The findings in a study by the Catholic University of Argentina (UCA) prompted accusations between Argentina’s former vice-president Cristina Fernandez de Kirchner and the government of President Javier Milei, who came to power in December last year announcing a fire-sale of public assets and sweeping attacks on pensions and workers’ rights.
About 27 million people in Argentina are poor and 15 per cent of those are mired in destitution, meaning they cannot adequately cover their food needs, according to the study released over the weekend.
The UCA’s social debt observatory is considered an independent and prestigious research institution whose reports on poverty cover a larger geographical area than those conducted by Argentina’s national statistics agency, INDEC.

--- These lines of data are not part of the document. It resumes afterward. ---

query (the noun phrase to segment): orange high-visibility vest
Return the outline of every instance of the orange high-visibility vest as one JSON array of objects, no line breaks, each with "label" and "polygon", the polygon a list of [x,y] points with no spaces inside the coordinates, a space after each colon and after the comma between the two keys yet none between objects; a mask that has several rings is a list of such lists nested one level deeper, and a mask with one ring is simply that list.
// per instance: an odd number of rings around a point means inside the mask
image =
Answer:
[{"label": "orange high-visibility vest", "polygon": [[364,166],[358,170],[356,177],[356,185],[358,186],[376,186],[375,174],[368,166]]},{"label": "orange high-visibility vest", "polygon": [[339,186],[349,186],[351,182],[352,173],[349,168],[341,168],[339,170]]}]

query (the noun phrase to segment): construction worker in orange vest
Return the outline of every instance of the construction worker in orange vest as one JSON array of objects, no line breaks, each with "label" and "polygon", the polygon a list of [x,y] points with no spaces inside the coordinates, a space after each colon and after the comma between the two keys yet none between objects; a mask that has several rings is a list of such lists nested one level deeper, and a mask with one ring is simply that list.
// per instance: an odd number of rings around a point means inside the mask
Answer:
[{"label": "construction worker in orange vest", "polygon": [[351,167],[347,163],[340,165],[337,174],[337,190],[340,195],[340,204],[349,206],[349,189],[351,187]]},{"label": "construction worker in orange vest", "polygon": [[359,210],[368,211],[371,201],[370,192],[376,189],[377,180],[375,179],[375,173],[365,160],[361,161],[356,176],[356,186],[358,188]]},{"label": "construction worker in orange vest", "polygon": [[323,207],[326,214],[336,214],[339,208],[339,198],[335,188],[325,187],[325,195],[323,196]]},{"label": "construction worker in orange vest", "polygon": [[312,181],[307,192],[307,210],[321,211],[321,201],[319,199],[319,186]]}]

According to the centre’s latest report, the increase in poverty levels in January was partly due to the devaluation of the Argentine peso applied by Mr Milei’s government shortly after taking office on December 10.
Ms de Kirchner, who also governed between 2007 and 2015, attributed the poverty problem largely to conservative president Mauricio Macri, who succeeded her in office in 2015, and to the adjustments applied by the current administration.
She said that, starting in 2018, “with a debt in dollars and the return of the IMF, we went backwards.”
The reality presented by the study, Ms de Kirchner said, “shows that today we are worse off than in 2004.”
The government told Ms Kirchner to “be silent.”
Presidential spokesman Manuel Adorni said during his daily press conference on Monday that the former president is “one of the most relevant figures in the last 20 years of Argentina’s decline.”